1665年8月29日,卑尔根。
晨曦初露,北海的雾气尚未完全散去,卑尔根港便已喧嚣起来,人声、吆喝声、绞盘的嘎吱声、船帆升起的扑簌声,汇成一股嘈杂而充满活力的声浪,在港湾上空回荡。
港湾内,一艘又一艘商船正陆续驶出锚地。
它们无不吃水甚深,显然每一艘都装载着满满的货物。
船舷两侧刷着代表不同公司的标识,东印度公司的黑底金狮、黎凡特公司的蓝底白星、阿姆斯特丹商会的三叶草纹章,还有数不清的小型贸易公司的标记,密密麻麻地铺满了整个海面,桅杆如林,帆影蔽日,如同一座浮动在水面上的城市正在苏醒。
“这怕是有两百多艘船吧?”
林志升站在“七省号”战舰高高的船艏楼上,双手扶着栏杆,眼睛瞪得老大,望着港内密密麻麻的桅杆森林,脸上露出了震惊的表情。
在他的视线里,是一片帆影交错的壮观景象。
一艘又一艘荷兰商船正不断从港内涌出,在领航船的指挥下,按照事先编组的队形,开始排成一支支小型编队。
船帆次第升起,在晨风中鼓胀,像是一面面彩色的巨帆,将整个海面铺得满满当当。
“没有两百艘。

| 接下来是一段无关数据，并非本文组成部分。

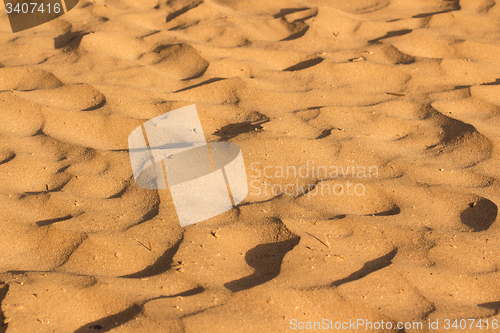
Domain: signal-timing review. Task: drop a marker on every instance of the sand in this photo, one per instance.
(369, 131)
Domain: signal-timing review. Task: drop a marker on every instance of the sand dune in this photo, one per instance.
(369, 131)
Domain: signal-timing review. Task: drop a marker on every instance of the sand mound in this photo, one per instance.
(369, 131)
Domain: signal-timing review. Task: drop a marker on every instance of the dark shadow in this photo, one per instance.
(71, 39)
(479, 215)
(296, 35)
(183, 10)
(391, 34)
(286, 11)
(304, 65)
(393, 211)
(230, 131)
(496, 83)
(190, 292)
(119, 194)
(95, 107)
(108, 323)
(8, 159)
(151, 214)
(212, 80)
(266, 260)
(3, 293)
(455, 8)
(163, 264)
(44, 223)
(368, 268)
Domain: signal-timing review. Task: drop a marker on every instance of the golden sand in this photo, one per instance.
(399, 98)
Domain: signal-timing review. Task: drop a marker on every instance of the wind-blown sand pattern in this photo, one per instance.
(410, 87)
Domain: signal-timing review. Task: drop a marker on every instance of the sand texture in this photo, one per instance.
(401, 97)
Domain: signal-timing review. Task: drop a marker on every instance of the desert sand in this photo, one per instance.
(370, 135)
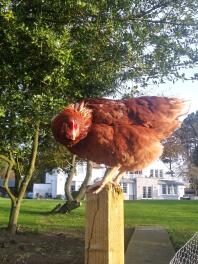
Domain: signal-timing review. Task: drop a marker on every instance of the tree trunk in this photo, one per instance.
(68, 182)
(17, 199)
(74, 202)
(14, 214)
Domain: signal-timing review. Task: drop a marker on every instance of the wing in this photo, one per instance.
(158, 113)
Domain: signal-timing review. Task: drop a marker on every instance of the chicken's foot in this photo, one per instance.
(98, 186)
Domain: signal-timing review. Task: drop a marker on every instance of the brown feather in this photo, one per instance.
(124, 133)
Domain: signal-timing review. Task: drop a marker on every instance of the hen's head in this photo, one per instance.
(72, 124)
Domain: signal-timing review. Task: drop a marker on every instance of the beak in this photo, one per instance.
(73, 134)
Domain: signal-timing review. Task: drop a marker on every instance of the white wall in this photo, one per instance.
(40, 189)
(146, 182)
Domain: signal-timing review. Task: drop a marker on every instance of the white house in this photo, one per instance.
(154, 182)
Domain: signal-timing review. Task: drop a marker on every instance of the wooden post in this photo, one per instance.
(104, 231)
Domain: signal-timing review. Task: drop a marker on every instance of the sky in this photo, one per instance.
(187, 90)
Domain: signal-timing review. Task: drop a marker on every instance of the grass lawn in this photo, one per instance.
(180, 218)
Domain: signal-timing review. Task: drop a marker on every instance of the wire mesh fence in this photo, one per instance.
(188, 254)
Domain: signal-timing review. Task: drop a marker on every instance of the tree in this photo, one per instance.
(188, 134)
(55, 52)
(173, 153)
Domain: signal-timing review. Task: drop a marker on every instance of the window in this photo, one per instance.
(175, 189)
(124, 187)
(144, 192)
(169, 189)
(163, 189)
(149, 192)
(151, 173)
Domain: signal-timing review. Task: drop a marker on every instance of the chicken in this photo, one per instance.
(123, 134)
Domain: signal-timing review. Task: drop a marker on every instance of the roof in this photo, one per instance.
(171, 182)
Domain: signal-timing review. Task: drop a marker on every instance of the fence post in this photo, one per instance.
(104, 230)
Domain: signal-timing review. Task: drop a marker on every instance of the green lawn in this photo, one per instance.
(180, 218)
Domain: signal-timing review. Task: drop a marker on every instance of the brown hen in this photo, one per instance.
(122, 134)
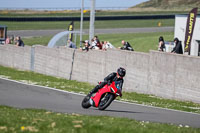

”站在他身旁的黄海波举着一架望远镜,仔细观察着荷兰商船的编组集结,“他们的联络官刚才通报,商船数量总计一百九十四艘,其中还包括十二艘捕鲸船。”
“当初,不是说只有八十多艘商船滞留在此吗?”林志升咂巴了一下嘴,眼里的震惊之色仍未消退,“怎么到了这里,一股脑涌出这么多船?这简直不可思议!”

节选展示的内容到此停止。